Question

A call option of non-divided paying stock is traded at price of $5. The current spot price of this stock is $50. The call has a six-month maturity and a strike price of $52. The risk-free rate of return is 3.9%. What would be the price of a put on the same stock, maturity and strike price that of the call?

5

6

4

3

Answer 1

Given

Price of an European call option = $ 5

Spot price of a stock = $ 50

Strike price = $ 52

Rate of return = 3.9%

We know that

According to put Call parity theorem C+ PV ( X) = P+S

Here C = Price of Call option

PV ( X) = Present value of strike price

P = Price of a Put option

S = Spot price

Computation of Present value of strike price.

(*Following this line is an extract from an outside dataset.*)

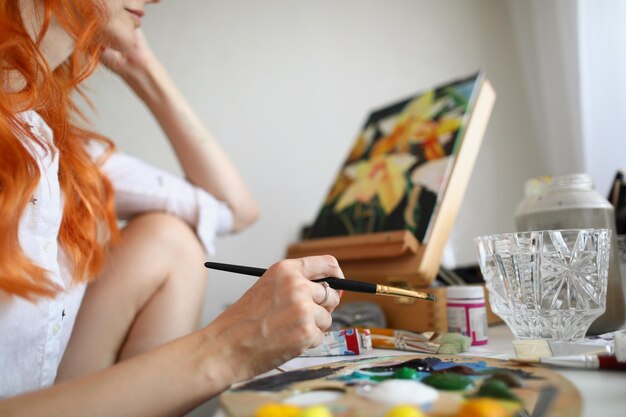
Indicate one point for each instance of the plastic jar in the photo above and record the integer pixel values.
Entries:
(571, 202)
(467, 313)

We know that Present value = Future Value / ( 1+i)^n

Here I = Rate of interest

n = No.of Years

Present value = $ 52 / ( 1+0.039)^0.5

= $ 52/( 1.039)^0.5

= $ 52/1.019313

= $ 51.0148

According to put Call parity theorem C+ PV ( X) = P+S

$ 5+$ 51.0148=P+$ 50

$ 51.0148-$ 50= P-$5

$ 1.0148=P-$ 5

$ 1.0148+$ 5 = P

$ 6.0148 =P

Hence the Price of an put option is approximately$ 6. So option 2 is the Correct answer.